In “alkali” soils containing sodic carbonate (“black alkali”) there is commonly found at the depth of two or three feet an exceedingly refractory hardpan resulting from the accumulation of puddled clay ([see above chapt. 4, p. 62]) in the subsoil, or sometimes even on the surface of depressed spots. This hardpan, easily destroyed by the use of gypsum and water, is described more in detail in [chapter 22], on alkali soils; it blues red litmus paper instantly.

The Causes of Hardpan.—The recognition of the cause of hardpan is of considerable importance to the farmer, because of the influence of the nature of the cement and the causes of its formation upon the possibility and methods of its destruction, for the improvement of the land.

It may be said in general that inasmuch as the cause of the formation of hardpan is a stoppage of the water in its downward penetration, the re-establishment of that penetration will tend to prevent additional induration; moreover, experience proves that whenever this is accomplished even locally, as around a fruit tree in an orchard, the hardpan gradually softens and disappears before the frequent changes in moisture-conditions and the attack of roots. The use of dynamite for this purpose in California has already been referred to; it seems to be the only resort when the hardpan lies at a considerable depth. When it is within reach of the plow, it may be turned up on the surface by the aid of a subsoiler and will then gradually disintegrate under the influence of air, rain and sun. But when the hardpan is of the nature of moorbedpan, containing much humic acid and perhaps underlaid by bog iron ore, the use of lime on the land is indicated, and will in the course of time destroy the hardpan layer. This is the more desirable as in such cases the surface soil is usually completely leached of its lime content, and is consequently extremely unthrifty.
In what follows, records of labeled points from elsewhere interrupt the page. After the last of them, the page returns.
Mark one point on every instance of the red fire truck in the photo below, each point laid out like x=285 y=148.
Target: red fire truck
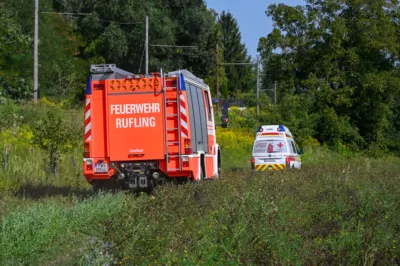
x=142 y=130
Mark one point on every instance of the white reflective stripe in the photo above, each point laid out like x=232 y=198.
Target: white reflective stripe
x=88 y=127
x=183 y=111
x=184 y=124
x=87 y=115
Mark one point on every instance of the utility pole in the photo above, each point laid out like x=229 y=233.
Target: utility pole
x=216 y=75
x=147 y=45
x=258 y=85
x=35 y=54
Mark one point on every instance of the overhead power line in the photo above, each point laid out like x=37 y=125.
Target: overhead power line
x=173 y=46
x=66 y=13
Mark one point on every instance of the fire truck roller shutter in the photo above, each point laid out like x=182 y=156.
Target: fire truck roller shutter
x=198 y=123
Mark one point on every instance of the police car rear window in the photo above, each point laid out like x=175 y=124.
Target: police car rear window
x=269 y=146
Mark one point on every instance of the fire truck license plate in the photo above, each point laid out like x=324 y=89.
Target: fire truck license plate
x=101 y=168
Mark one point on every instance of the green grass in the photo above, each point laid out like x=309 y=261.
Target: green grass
x=336 y=210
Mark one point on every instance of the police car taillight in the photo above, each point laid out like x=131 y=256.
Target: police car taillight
x=188 y=147
x=288 y=160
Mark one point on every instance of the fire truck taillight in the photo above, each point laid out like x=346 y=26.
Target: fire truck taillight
x=171 y=83
x=86 y=153
x=188 y=147
x=185 y=161
x=89 y=165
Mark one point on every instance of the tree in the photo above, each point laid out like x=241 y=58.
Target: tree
x=343 y=55
x=240 y=78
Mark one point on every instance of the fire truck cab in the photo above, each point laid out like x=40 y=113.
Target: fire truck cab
x=143 y=130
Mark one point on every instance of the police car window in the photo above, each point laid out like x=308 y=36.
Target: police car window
x=291 y=150
x=269 y=146
x=293 y=146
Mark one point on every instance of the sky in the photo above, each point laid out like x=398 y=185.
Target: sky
x=251 y=17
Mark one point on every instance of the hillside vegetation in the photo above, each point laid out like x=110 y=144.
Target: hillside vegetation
x=334 y=211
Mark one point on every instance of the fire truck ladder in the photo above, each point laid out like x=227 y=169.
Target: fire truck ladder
x=172 y=142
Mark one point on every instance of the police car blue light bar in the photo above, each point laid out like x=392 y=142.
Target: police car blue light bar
x=281 y=128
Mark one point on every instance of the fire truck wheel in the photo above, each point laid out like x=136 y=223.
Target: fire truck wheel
x=201 y=174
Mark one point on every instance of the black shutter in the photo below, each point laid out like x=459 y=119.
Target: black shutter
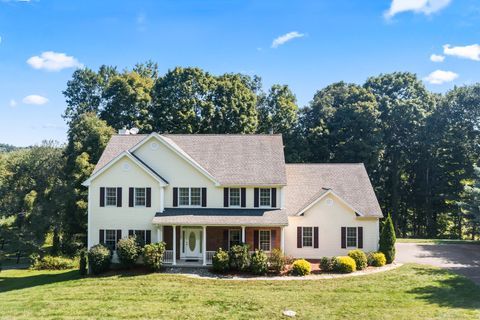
x=360 y=237
x=344 y=237
x=274 y=197
x=149 y=198
x=102 y=237
x=130 y=197
x=102 y=197
x=225 y=197
x=119 y=197
x=148 y=237
x=243 y=197
x=204 y=197
x=299 y=237
x=175 y=197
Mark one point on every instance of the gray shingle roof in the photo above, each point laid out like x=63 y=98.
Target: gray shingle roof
x=221 y=217
x=307 y=182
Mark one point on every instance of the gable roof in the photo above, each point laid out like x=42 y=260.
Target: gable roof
x=231 y=159
x=306 y=183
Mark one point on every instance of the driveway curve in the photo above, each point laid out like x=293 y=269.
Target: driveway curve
x=463 y=259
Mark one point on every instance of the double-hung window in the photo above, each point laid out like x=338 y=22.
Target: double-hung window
x=190 y=196
x=234 y=197
x=264 y=240
x=307 y=237
x=265 y=197
x=111 y=197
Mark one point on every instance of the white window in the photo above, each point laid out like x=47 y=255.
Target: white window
x=111 y=239
x=190 y=196
x=264 y=240
x=111 y=197
x=234 y=237
x=140 y=197
x=234 y=197
x=307 y=236
x=265 y=197
x=351 y=237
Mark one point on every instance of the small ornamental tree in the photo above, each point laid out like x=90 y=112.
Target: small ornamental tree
x=387 y=240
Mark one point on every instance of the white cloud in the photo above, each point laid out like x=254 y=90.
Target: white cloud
x=440 y=77
x=437 y=58
x=34 y=99
x=471 y=52
x=418 y=6
x=53 y=61
x=285 y=38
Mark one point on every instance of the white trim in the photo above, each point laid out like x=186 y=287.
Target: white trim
x=179 y=151
x=322 y=196
x=127 y=154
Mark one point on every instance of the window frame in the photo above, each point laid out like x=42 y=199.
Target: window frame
x=269 y=198
x=269 y=240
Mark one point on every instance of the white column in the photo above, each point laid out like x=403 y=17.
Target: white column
x=204 y=245
x=174 y=245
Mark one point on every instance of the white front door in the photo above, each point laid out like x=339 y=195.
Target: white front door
x=192 y=241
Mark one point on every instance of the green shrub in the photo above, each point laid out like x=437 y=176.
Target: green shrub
x=153 y=256
x=220 y=261
x=54 y=263
x=345 y=264
x=277 y=261
x=99 y=258
x=128 y=251
x=83 y=262
x=327 y=264
x=360 y=258
x=259 y=262
x=387 y=240
x=301 y=267
x=239 y=258
x=376 y=259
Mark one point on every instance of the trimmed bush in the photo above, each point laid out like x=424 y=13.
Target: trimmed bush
x=327 y=264
x=376 y=259
x=387 y=240
x=360 y=258
x=220 y=261
x=83 y=262
x=54 y=263
x=128 y=251
x=301 y=267
x=345 y=264
x=259 y=262
x=153 y=256
x=99 y=258
x=239 y=258
x=277 y=261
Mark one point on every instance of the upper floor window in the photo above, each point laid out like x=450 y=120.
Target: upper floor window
x=189 y=196
x=111 y=196
x=265 y=197
x=234 y=197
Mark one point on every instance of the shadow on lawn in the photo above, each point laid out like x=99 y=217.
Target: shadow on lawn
x=455 y=291
x=17 y=283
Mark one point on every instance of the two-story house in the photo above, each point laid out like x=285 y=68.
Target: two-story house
x=198 y=193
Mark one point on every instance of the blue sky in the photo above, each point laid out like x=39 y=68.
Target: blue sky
x=43 y=41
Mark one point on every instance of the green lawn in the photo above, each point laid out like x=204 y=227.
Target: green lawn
x=409 y=292
x=438 y=241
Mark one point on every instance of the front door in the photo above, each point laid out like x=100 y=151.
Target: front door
x=192 y=241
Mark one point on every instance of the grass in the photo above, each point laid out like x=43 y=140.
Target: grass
x=438 y=241
x=409 y=292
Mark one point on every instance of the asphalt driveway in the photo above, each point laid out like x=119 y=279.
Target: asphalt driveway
x=460 y=258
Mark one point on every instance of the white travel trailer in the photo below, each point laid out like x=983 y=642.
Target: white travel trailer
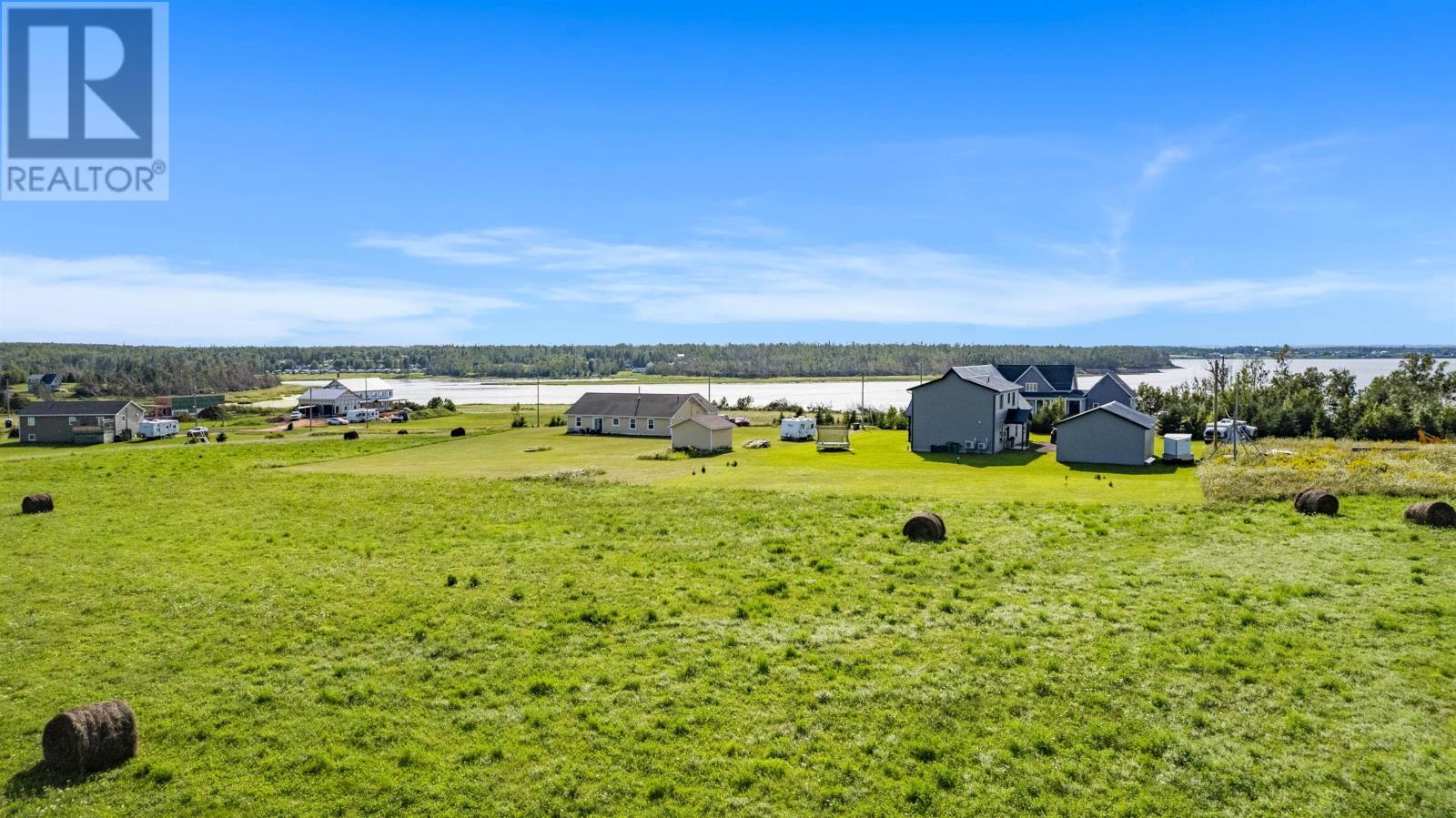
x=157 y=429
x=797 y=429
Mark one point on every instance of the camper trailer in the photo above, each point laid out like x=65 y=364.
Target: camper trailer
x=157 y=429
x=797 y=429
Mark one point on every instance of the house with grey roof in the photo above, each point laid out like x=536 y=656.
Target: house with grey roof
x=80 y=421
x=1045 y=383
x=327 y=402
x=633 y=414
x=968 y=409
x=1108 y=434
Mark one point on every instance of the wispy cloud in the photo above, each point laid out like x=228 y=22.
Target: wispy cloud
x=142 y=298
x=713 y=283
x=1164 y=162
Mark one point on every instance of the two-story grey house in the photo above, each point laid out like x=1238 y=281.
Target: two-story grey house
x=1043 y=383
x=968 y=409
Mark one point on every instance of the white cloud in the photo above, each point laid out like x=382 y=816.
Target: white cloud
x=140 y=298
x=708 y=283
x=1164 y=162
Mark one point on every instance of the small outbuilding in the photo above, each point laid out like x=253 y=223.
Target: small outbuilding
x=1111 y=434
x=703 y=432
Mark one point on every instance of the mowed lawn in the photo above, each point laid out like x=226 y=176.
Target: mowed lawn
x=335 y=643
x=880 y=463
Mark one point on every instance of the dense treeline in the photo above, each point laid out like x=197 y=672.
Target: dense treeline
x=1281 y=402
x=92 y=369
x=157 y=370
x=724 y=359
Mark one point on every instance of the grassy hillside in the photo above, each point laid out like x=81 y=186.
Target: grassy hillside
x=293 y=645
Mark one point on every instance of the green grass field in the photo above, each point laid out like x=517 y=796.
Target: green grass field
x=283 y=618
x=880 y=463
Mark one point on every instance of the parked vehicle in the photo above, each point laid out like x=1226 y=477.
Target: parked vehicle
x=157 y=429
x=798 y=429
x=1225 y=429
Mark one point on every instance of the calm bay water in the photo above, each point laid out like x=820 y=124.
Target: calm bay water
x=839 y=395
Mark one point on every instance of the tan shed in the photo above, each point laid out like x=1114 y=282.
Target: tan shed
x=703 y=432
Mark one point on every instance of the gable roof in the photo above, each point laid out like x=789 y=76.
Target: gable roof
x=320 y=393
x=635 y=405
x=1132 y=415
x=53 y=408
x=361 y=385
x=1060 y=378
x=1118 y=381
x=983 y=374
x=713 y=422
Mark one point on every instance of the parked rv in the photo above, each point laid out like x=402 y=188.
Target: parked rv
x=157 y=429
x=797 y=429
x=1225 y=429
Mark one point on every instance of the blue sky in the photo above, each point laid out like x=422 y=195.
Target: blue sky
x=427 y=172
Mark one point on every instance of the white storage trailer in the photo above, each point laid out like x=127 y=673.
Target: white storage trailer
x=797 y=429
x=157 y=429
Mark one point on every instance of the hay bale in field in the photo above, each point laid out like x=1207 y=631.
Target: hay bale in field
x=1431 y=512
x=925 y=526
x=36 y=504
x=91 y=738
x=1317 y=501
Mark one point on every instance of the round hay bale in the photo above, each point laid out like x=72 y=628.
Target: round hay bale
x=36 y=504
x=91 y=738
x=925 y=526
x=1317 y=501
x=1431 y=512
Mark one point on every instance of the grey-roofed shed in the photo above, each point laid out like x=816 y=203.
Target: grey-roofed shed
x=633 y=414
x=1110 y=434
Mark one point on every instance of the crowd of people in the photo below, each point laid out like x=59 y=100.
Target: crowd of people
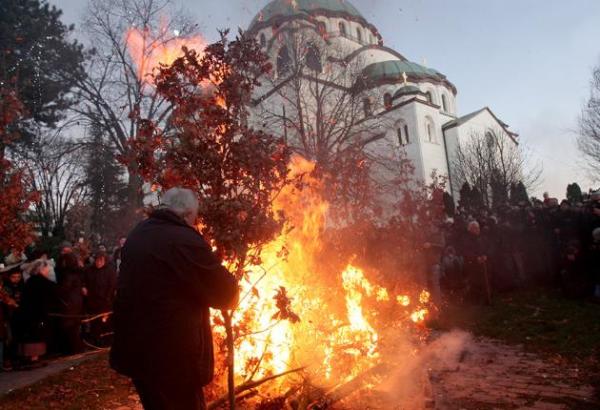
x=539 y=243
x=55 y=305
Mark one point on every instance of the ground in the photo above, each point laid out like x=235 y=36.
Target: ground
x=530 y=350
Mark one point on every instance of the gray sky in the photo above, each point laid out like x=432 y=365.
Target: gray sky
x=530 y=61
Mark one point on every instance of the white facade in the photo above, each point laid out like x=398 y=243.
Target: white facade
x=421 y=114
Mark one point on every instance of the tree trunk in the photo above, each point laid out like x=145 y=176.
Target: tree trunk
x=227 y=316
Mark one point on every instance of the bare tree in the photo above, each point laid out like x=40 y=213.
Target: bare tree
x=54 y=169
x=130 y=38
x=493 y=162
x=589 y=127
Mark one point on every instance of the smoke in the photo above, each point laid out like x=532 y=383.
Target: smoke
x=408 y=385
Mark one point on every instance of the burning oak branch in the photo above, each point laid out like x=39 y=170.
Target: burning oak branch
x=307 y=312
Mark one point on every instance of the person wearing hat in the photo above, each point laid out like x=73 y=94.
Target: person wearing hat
x=100 y=283
x=169 y=278
x=39 y=299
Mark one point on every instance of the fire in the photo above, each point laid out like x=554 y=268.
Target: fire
x=339 y=333
x=403 y=300
x=149 y=50
x=419 y=315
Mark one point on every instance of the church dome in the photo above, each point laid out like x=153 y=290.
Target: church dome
x=392 y=71
x=407 y=90
x=281 y=10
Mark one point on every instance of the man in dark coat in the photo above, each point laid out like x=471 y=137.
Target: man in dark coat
x=70 y=295
x=100 y=281
x=168 y=279
x=475 y=265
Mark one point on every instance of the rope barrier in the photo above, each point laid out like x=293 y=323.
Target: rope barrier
x=84 y=318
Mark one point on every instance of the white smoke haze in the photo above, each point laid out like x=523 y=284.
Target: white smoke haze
x=407 y=385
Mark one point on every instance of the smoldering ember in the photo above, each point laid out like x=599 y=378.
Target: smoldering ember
x=282 y=204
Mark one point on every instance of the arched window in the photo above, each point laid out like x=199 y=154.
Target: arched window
x=322 y=28
x=284 y=62
x=429 y=96
x=313 y=58
x=444 y=103
x=367 y=107
x=430 y=130
x=387 y=101
x=490 y=139
x=402 y=132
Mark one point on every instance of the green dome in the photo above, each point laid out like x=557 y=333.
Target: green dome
x=406 y=90
x=278 y=9
x=393 y=69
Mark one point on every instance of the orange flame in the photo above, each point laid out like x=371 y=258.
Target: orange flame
x=149 y=50
x=337 y=334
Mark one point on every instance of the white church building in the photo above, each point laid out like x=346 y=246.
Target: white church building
x=418 y=103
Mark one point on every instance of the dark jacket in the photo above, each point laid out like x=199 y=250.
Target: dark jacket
x=39 y=299
x=70 y=296
x=100 y=284
x=168 y=279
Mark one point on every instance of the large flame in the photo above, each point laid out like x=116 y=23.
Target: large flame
x=338 y=336
x=149 y=50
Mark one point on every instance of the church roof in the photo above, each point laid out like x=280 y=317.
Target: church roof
x=392 y=71
x=465 y=118
x=281 y=9
x=406 y=90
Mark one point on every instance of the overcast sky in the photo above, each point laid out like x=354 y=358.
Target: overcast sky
x=530 y=61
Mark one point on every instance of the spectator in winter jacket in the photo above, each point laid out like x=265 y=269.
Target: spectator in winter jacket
x=169 y=278
x=39 y=299
x=70 y=295
x=100 y=283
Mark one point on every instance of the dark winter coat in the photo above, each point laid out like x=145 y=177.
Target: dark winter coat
x=70 y=296
x=100 y=284
x=39 y=299
x=168 y=279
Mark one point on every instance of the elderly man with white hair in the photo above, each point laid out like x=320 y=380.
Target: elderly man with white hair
x=168 y=279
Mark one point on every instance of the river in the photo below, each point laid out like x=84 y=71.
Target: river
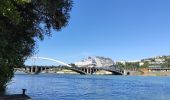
x=91 y=87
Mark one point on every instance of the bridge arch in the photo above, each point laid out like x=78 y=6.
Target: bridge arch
x=57 y=61
x=50 y=59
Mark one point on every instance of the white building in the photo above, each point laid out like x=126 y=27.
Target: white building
x=95 y=62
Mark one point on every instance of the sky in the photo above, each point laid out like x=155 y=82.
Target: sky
x=118 y=29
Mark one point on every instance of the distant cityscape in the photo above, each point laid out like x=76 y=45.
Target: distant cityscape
x=99 y=61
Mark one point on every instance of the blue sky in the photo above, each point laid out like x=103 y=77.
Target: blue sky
x=119 y=29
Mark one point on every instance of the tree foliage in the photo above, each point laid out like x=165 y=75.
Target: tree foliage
x=21 y=22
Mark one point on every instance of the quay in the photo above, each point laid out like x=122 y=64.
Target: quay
x=15 y=97
x=22 y=96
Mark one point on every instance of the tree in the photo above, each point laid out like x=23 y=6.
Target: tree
x=21 y=22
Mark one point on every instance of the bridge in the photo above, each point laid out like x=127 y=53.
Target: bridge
x=80 y=70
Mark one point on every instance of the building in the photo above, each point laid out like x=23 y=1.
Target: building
x=95 y=62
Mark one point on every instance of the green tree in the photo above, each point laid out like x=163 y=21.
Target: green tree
x=21 y=23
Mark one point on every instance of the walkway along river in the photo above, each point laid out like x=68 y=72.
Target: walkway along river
x=91 y=87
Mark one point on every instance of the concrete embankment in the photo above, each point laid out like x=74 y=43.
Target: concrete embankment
x=15 y=97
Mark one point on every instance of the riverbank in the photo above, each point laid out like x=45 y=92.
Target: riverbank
x=15 y=97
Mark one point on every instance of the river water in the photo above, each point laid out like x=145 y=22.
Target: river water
x=91 y=87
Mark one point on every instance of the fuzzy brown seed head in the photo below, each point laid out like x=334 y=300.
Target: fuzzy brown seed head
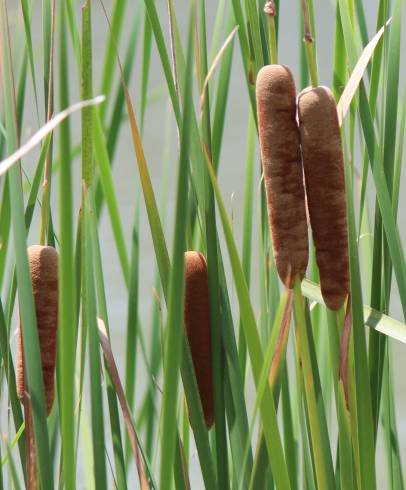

Woodlands of northern countries bearing beech and oak are especially apt to be benefited by the action of lime on the “raw,” acid humous soil and underlying hardpan, which is commonly underlaid by a leaden-blue sandy subsoil (“Bleisand” of the Germans, “Podzol” of the Russians) colored brown by earth humates and mostly too moist in its natural condition to permit of adequate aeration. These soils are usually of but moderate fertility, and are best suited to forest growth unless somewhat expensive methods of improvement can be put into practice.